Hypoxia-reoxygenation and polyunsaturated fatty acids modulate adrenergic functions in cultured cardiomyocytes.

The polyunsaturated fatty acids (PUFAs) of the omega 3 series are known to modulate adrenergic functions in ventricular myocytes. This study evaluated the influence of hypoxia duration and PUFA composition on the ability of cultured rat cardiomyocytes in producing alpha- and beta-adrenergic messengers (IPs and cAMP). After hypoxia (1.5, 2.5 or 3.5 h) followed by reoxygenation (1h). IP and cAMP production was induced by phenylephrine or isoproterenol stimulation, respectively. Hypoxia did not affect the basal level of messenger production in unstimulated cells, but decreased the cAMP production elicited by isoproterenol stimulation (up to 50%). The decrease in IP production after phenylephrine stimulation was observed only after long-term hypoxia duration close to irreversible cellular damages. The use of modified culture media supplemented with either arachidonic acid (AA) or docosahexaenoic acid (DHA) induced cardiomyocytes displaying either an arachidonic acid membrane profile (35% AA and 2% DHA in the phospholipids) or a docosahexaenoic acid membrane profile (15% AA and 20% DHA). These modifications did not alter the basal level of either messenger production in unstimulated cells nor the IP released after alpha-adrenergic stimulation.
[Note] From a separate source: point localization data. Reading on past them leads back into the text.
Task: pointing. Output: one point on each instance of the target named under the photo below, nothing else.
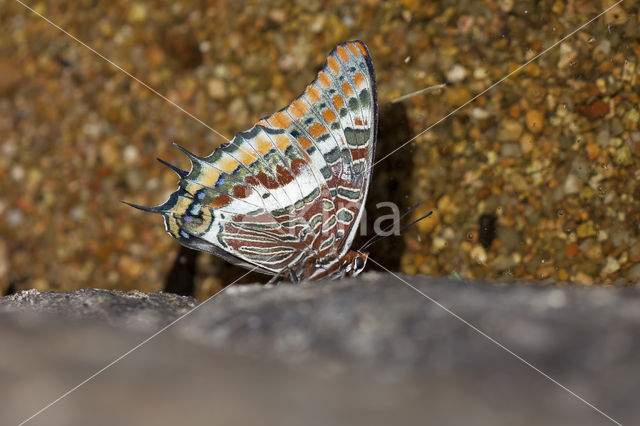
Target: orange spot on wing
(282, 142)
(313, 94)
(284, 176)
(316, 130)
(220, 201)
(227, 164)
(267, 181)
(298, 108)
(362, 49)
(333, 65)
(324, 79)
(247, 156)
(338, 102)
(305, 142)
(280, 120)
(297, 165)
(263, 145)
(209, 177)
(346, 88)
(329, 116)
(342, 52)
(251, 180)
(241, 191)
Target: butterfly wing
(335, 120)
(291, 187)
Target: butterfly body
(285, 197)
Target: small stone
(137, 13)
(634, 253)
(480, 114)
(567, 55)
(610, 266)
(570, 250)
(593, 150)
(456, 74)
(616, 15)
(278, 16)
(572, 185)
(582, 278)
(437, 244)
(623, 156)
(506, 5)
(527, 143)
(479, 254)
(628, 70)
(509, 130)
(594, 110)
(216, 88)
(586, 229)
(535, 121)
(9, 77)
(130, 154)
(480, 73)
(457, 96)
(633, 274)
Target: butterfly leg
(276, 278)
(292, 275)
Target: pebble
(10, 77)
(535, 121)
(93, 134)
(456, 74)
(509, 130)
(611, 266)
(586, 229)
(216, 88)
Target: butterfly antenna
(379, 237)
(144, 208)
(418, 93)
(179, 172)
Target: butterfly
(285, 197)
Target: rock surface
(366, 351)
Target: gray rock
(364, 351)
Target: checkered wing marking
(291, 187)
(335, 122)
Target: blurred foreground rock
(364, 351)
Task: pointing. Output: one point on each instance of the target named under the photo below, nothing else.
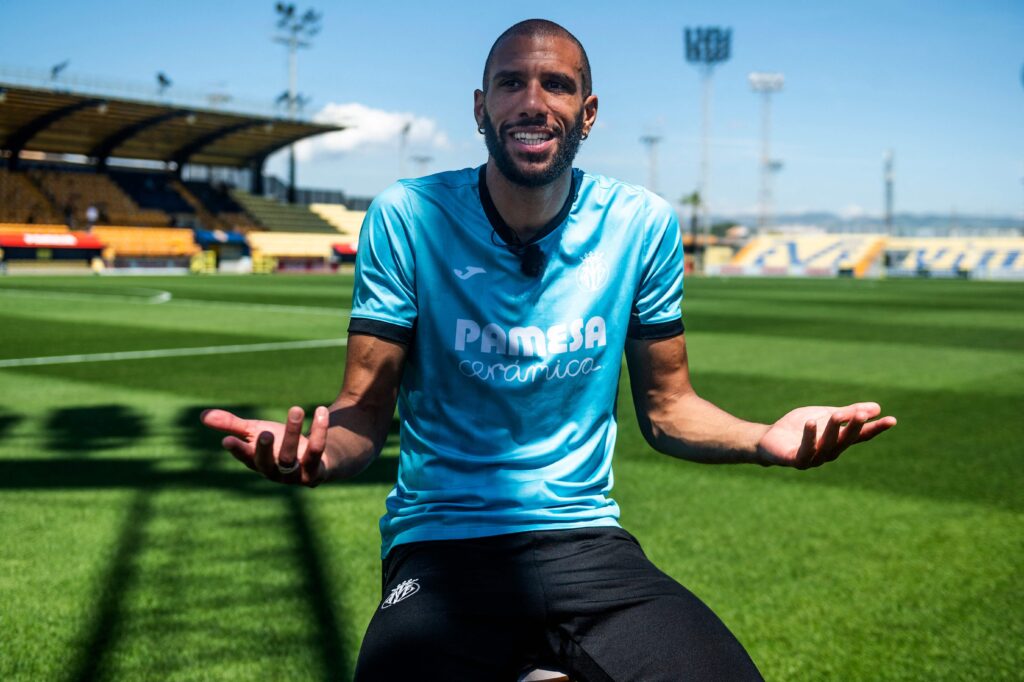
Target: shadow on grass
(94, 427)
(7, 422)
(124, 577)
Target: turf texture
(133, 548)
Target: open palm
(811, 436)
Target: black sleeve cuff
(383, 330)
(658, 331)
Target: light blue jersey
(508, 398)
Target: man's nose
(534, 100)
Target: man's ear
(479, 111)
(589, 114)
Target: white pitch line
(166, 297)
(275, 307)
(172, 352)
(160, 297)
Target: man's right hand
(280, 452)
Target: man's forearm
(354, 438)
(691, 428)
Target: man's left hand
(811, 436)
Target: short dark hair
(546, 29)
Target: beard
(561, 162)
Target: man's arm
(677, 421)
(343, 439)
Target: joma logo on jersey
(530, 341)
(404, 590)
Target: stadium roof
(60, 122)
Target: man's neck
(526, 210)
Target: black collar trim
(506, 233)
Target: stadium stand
(345, 221)
(22, 202)
(281, 217)
(818, 254)
(143, 243)
(215, 207)
(981, 257)
(152, 190)
(76, 190)
(295, 250)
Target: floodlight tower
(650, 141)
(888, 176)
(707, 47)
(296, 32)
(767, 84)
(422, 161)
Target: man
(494, 305)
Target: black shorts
(585, 601)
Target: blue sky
(940, 83)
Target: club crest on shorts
(403, 590)
(593, 271)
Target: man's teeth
(530, 138)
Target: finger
(289, 452)
(806, 452)
(222, 420)
(240, 450)
(315, 444)
(264, 455)
(848, 435)
(868, 410)
(829, 436)
(871, 429)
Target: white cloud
(369, 127)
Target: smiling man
(494, 306)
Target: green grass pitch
(133, 548)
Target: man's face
(534, 114)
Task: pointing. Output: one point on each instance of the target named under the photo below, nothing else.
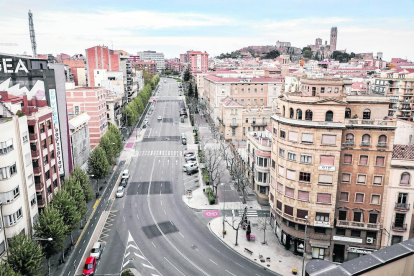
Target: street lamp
(304, 247)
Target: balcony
(402, 207)
(399, 227)
(357, 225)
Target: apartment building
(93, 101)
(18, 205)
(331, 156)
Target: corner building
(318, 172)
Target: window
(288, 210)
(347, 158)
(349, 139)
(293, 136)
(382, 141)
(373, 218)
(289, 192)
(363, 160)
(342, 215)
(301, 213)
(405, 178)
(361, 179)
(366, 114)
(329, 116)
(346, 177)
(303, 195)
(375, 199)
(359, 198)
(380, 160)
(323, 198)
(305, 177)
(307, 138)
(328, 139)
(347, 113)
(298, 114)
(366, 140)
(308, 115)
(307, 159)
(290, 174)
(377, 180)
(325, 179)
(344, 196)
(292, 156)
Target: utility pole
(32, 34)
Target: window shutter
(325, 178)
(328, 139)
(307, 137)
(327, 160)
(324, 198)
(303, 195)
(290, 192)
(293, 136)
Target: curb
(253, 262)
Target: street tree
(98, 165)
(25, 256)
(51, 225)
(80, 176)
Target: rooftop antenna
(32, 34)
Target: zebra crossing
(160, 153)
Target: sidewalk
(281, 261)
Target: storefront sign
(326, 168)
(360, 250)
(56, 126)
(347, 239)
(322, 223)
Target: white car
(96, 250)
(120, 192)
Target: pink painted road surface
(211, 213)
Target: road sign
(211, 213)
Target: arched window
(349, 139)
(405, 178)
(329, 116)
(366, 139)
(367, 114)
(299, 114)
(382, 141)
(308, 115)
(347, 113)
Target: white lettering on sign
(53, 105)
(7, 63)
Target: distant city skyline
(218, 27)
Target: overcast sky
(174, 26)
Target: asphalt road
(150, 228)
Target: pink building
(93, 101)
(197, 62)
(100, 57)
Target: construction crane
(32, 34)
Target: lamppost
(304, 247)
(224, 207)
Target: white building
(18, 209)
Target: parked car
(89, 267)
(125, 174)
(120, 192)
(96, 250)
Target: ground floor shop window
(318, 253)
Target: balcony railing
(399, 227)
(402, 206)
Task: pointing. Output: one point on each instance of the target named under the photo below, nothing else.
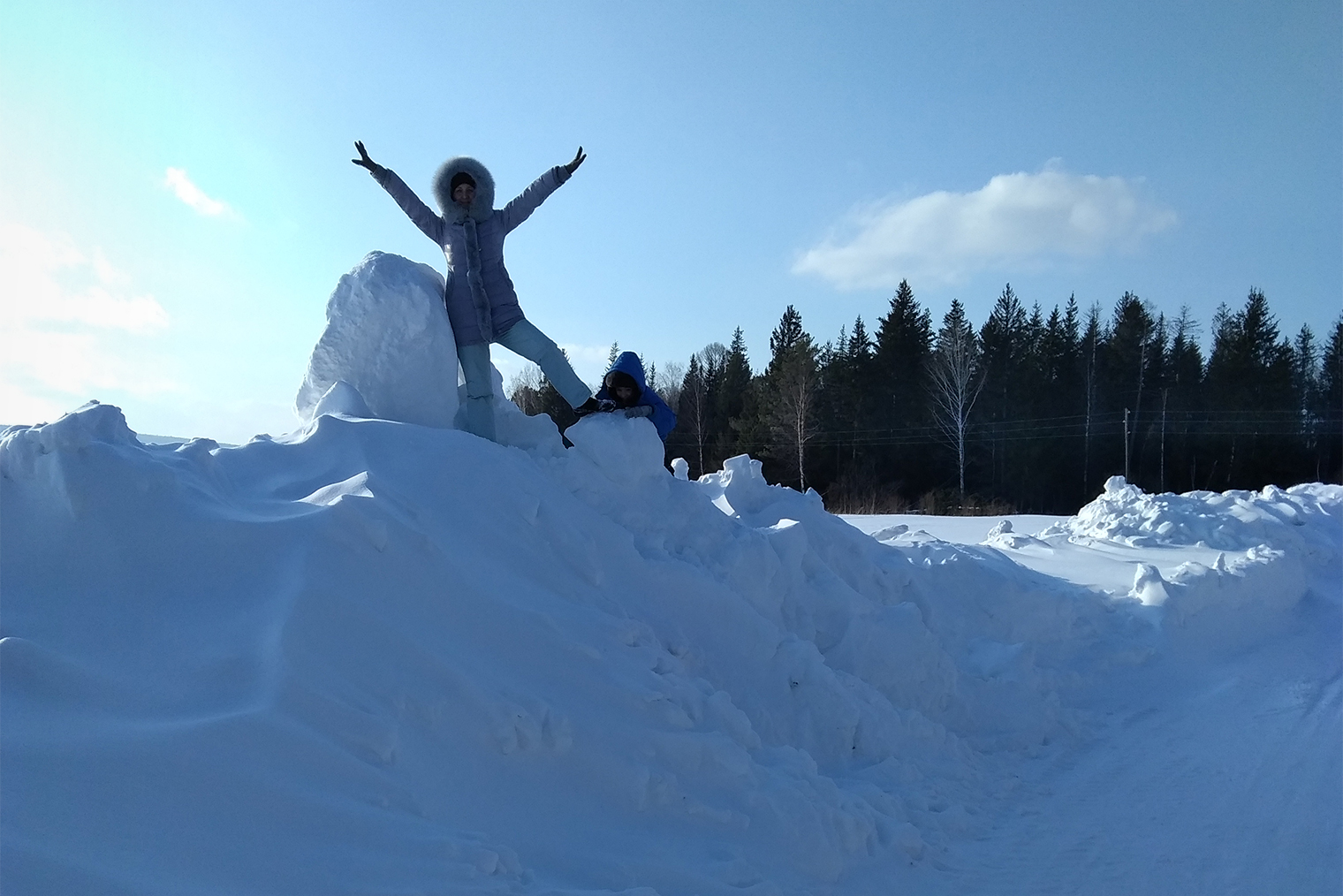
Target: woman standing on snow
(480, 296)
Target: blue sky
(178, 199)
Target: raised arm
(521, 209)
(421, 214)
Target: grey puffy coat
(480, 296)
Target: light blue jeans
(526, 340)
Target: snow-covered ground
(386, 657)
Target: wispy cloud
(187, 191)
(1010, 221)
(70, 324)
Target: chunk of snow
(387, 338)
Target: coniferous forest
(1030, 411)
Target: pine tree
(903, 345)
(792, 394)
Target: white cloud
(70, 324)
(1013, 219)
(178, 180)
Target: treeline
(1028, 413)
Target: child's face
(624, 392)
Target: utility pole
(1126, 444)
(1165, 395)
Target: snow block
(390, 343)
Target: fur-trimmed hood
(483, 203)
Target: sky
(178, 199)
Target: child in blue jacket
(626, 391)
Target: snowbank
(383, 656)
(1229, 520)
(375, 657)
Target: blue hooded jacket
(663, 417)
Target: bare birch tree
(793, 420)
(953, 383)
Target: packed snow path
(374, 657)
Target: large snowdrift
(384, 657)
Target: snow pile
(1229, 520)
(387, 350)
(384, 657)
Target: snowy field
(376, 656)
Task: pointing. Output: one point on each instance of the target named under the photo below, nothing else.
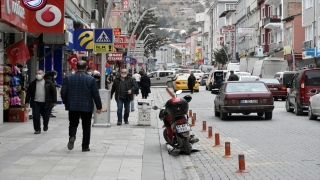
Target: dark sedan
(278, 90)
(243, 97)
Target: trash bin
(144, 112)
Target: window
(270, 10)
(309, 3)
(309, 33)
(289, 36)
(271, 37)
(263, 13)
(230, 6)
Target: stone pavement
(120, 152)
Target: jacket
(116, 87)
(50, 93)
(79, 92)
(191, 81)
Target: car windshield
(182, 77)
(270, 81)
(248, 78)
(246, 87)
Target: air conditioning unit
(94, 15)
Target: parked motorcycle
(178, 130)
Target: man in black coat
(145, 84)
(191, 82)
(233, 77)
(42, 96)
(79, 93)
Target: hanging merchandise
(12, 89)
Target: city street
(286, 147)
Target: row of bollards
(241, 159)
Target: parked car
(243, 97)
(162, 78)
(215, 79)
(278, 90)
(203, 79)
(301, 89)
(268, 67)
(239, 74)
(181, 83)
(249, 78)
(314, 107)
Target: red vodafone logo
(34, 5)
(49, 16)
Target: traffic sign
(127, 59)
(103, 36)
(103, 48)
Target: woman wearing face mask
(51, 76)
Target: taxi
(181, 83)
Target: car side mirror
(215, 91)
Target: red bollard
(217, 140)
(209, 132)
(195, 116)
(190, 113)
(242, 165)
(204, 126)
(227, 150)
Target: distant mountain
(176, 14)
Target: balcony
(272, 22)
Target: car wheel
(223, 116)
(260, 114)
(297, 110)
(288, 108)
(216, 113)
(310, 115)
(268, 115)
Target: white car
(314, 107)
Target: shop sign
(49, 19)
(123, 41)
(115, 56)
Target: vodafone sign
(49, 19)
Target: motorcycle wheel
(186, 145)
(165, 135)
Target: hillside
(176, 14)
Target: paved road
(286, 147)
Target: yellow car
(181, 83)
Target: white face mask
(39, 76)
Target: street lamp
(134, 30)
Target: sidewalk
(128, 151)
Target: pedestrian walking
(145, 85)
(79, 93)
(42, 96)
(233, 77)
(137, 77)
(191, 82)
(123, 87)
(51, 76)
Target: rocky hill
(176, 14)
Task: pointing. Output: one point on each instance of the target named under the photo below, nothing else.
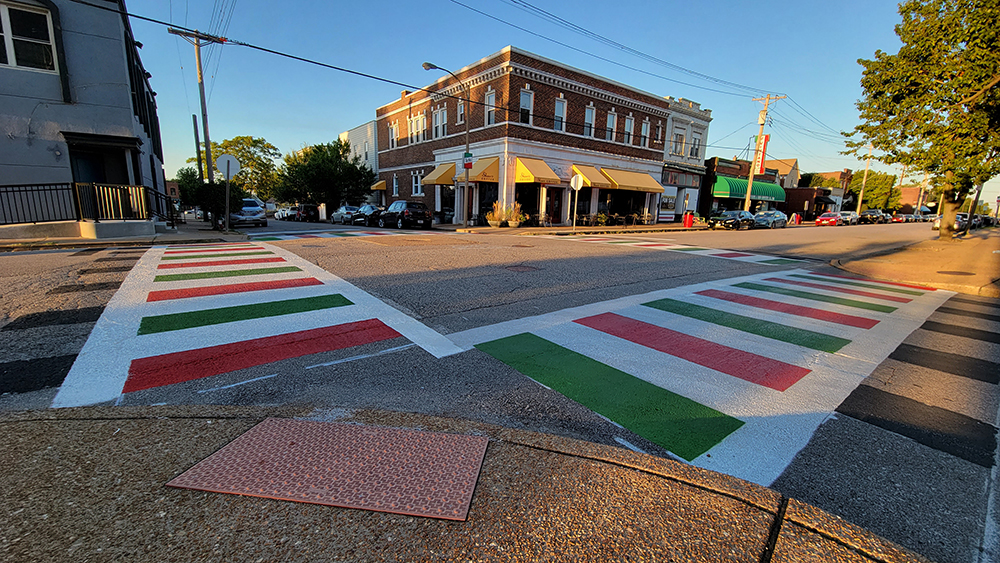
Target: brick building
(534, 123)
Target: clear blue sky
(806, 50)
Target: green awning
(737, 188)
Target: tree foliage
(258, 172)
(325, 173)
(935, 105)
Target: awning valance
(443, 174)
(484, 170)
(592, 178)
(531, 170)
(737, 188)
(626, 180)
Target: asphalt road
(859, 463)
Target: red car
(830, 219)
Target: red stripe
(911, 286)
(219, 263)
(737, 363)
(168, 294)
(809, 312)
(839, 289)
(167, 369)
(210, 250)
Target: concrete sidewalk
(88, 484)
(970, 264)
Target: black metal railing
(42, 203)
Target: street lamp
(468, 155)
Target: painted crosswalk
(731, 375)
(685, 248)
(216, 312)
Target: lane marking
(178, 367)
(747, 366)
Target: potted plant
(515, 216)
(496, 215)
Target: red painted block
(220, 263)
(168, 294)
(214, 250)
(838, 289)
(911, 286)
(156, 371)
(797, 310)
(737, 363)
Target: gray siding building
(75, 101)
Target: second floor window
(26, 38)
(526, 102)
(559, 120)
(491, 110)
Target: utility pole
(197, 149)
(758, 153)
(196, 40)
(868, 161)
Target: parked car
(850, 217)
(307, 212)
(252, 212)
(830, 219)
(732, 220)
(367, 215)
(771, 219)
(344, 214)
(873, 216)
(402, 213)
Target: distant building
(75, 101)
(534, 124)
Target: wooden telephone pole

Conversely, the decrease in cAMP production was significantly more pronounced in docosahexaenoic acid-enriched cells than in arachidonic acid-enriched cells. This study suggests that hypoxia alters the beta-adrenergic messenger production, and that the alpha-system may balance the depression of the beta-system. The depression of the beta-adrenergic function induced by the incorporation of docosahexaenoic acid in membrane phospholipids may contribute to the beneficial effect of this fatty acid in the reperfused heart.